Para que serve o Nacional da Barra Funda?

Existe um clube paulistano que completou 100 anos em 2019: Nacional Atlético Clube.

Não se trata apenas de um vizinho dos CTs do Palmeiras e do São Paulo. A instituição possui importância histórica para o futebol e a economia do país. O Nacional foi fundado em 16 de fevereiro de 1919 como São Paulo Railway Athletic Club- clube da companhia inglesa que possuía a concessão do sistema ferroviário do Estado de São Paulo e administrava a Estrada de Ferro Santos-Jundiaí (passando por São Paulo), principal via estadual de transporte.

Sua origem é ainda mais antiga: em 1894, Charles Miller, filho de um diretor da São Paulo Railway, desembarcou no Brasil após uma temporada na Inglaterra. Na bagagem, trouxe uma bola de futebol e as regras do tal esporte.
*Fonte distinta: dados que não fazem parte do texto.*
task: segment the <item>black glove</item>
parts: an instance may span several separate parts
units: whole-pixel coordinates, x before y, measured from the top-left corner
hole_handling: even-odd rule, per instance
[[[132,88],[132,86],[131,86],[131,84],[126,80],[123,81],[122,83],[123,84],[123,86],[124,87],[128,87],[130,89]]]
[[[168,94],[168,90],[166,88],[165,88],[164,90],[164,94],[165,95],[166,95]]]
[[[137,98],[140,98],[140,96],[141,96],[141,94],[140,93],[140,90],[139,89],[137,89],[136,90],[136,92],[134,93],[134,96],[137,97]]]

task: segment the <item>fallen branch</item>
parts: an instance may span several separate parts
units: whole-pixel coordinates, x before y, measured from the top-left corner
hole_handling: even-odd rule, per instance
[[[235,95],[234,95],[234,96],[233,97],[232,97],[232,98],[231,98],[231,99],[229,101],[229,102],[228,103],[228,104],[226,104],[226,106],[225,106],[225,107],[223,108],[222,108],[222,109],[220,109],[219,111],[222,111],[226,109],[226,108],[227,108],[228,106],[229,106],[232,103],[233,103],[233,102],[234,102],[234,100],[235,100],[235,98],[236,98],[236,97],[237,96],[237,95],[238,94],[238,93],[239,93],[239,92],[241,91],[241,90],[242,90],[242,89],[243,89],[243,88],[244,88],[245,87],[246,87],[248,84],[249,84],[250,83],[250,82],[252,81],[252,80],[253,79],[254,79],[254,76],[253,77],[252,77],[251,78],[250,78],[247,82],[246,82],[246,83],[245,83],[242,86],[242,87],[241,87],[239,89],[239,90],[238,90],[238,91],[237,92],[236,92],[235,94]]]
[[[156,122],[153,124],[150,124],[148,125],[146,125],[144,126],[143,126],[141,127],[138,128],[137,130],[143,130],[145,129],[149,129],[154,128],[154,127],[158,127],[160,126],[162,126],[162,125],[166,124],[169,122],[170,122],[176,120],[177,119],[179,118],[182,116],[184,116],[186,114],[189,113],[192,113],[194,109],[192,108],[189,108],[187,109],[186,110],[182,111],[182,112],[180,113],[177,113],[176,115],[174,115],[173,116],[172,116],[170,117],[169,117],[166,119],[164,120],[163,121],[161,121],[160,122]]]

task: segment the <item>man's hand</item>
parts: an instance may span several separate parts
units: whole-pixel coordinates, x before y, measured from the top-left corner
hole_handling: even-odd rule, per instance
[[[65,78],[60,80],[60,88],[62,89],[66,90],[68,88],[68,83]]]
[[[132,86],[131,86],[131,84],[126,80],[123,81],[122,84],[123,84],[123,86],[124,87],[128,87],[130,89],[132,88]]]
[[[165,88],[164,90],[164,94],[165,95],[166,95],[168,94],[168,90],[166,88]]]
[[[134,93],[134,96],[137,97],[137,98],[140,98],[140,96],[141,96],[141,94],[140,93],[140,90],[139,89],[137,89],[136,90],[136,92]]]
Disposto a implantar o futebol no Brasil, organizou a primeira partida no país entre os funcionários da São Paulo Railway e da São Paulo Gás Company.

Em 1903, os funcionários também quiseram participar da “brincadeira”. Com o passar dos anos, os operários da São Paulo Railway e seus familiares aprenderam o esporte com os aristocráticos diretores da companhia, entre eles Miller. Mas o futebol era voltado a uma restrita elite. Somente com o passar dos anos foi admitido um “grêmio futebolístico” de operários na companhia. Primeiro em 1915, na cidade de Santos, e depois com a mudança em 1919 para São Paulo.  Nascia oficialmente o São Paulo Railway Athletic Club.

FIM DA CONCESSÃO. BYE BYE ENGLAND.

No ano de 1946, a concessão da São Paulo Railway expirou e a ferrovia foi nacionalizada. No ano seguinte, o clube mudou o nome para Nacional Atlético Clube e agora precisaria sobreviver com as próprias pernas. Não teria mais a ajuda do “pai inglês”.

Sem os investimentos da companhia, o clube sobrevive a duras penas. Entre 1953 a 1955 chegou a se licenciar das competições profissionais. Em 1959 disputou pela última vez a Primeira Divisão do Campeonato Paulista.

Até os dias de hoje o clube segue lá na Barra Funda. Meio quieto, mas segue lá. Com seu estádio Nicolau Alayon, inaugurado em 1938, em um área fabril cedida pela São Paulo Railway no ano de fundação. Um espaço para os honrosos “matches” da equipe dos operários.

Em 2017, talvez tenha marcado o seu maior gol extracampo: o estádio foi tombado pelo Patrimônio Público. Está preservado da especulação imobiliária que olhava com enorme ganância o terreno em uma região cada vez mais valorizada. Dessa vez a grana não conseguiu destruir esta coisa bela.

Engana-se quem pensa que sua contribuição foi dada apenas no tempo em que se amarrava cachorro com linguiça. A escolinha do Nacional chegou a ser uma das melhores do estado de São Paulo. Passaram pelas categorias inferiores jogadores como Deco, Dodô, Magrão (goleiro do Sport), Cacau e muitos outros que deram seus primeiros chutes no “Naça”.

A QUEDA DO NACIONAL. MAIS UMA

Infelizmente, a agremiação não pegou o trem da história. No último sábado (30), perdeu para o Juventus em casa e foi rebaixado da Segunda para a Terceira Divisão do Campeonato Paulista. O clube da Mooca poderia ter sido mais solidário. Embora mais charmoso e adotado por todo um bairro, o Juventus sabe o que é ser um pequeno em uma metrópole que parece pouco se importar com sua própria história.

Mas sempre há o ano que vem. E lá estará o Nacional com suas camisas brancas e azuis correndo atrás de uma bola. Meio sem rumo, ignorado pela mídia, com alguma melancolia, para cada vez menos torcedores, mas se recusando a desistir. Porque, no final das contas, o futebol é como a vida: o que importa é o trajeto e não a estação final.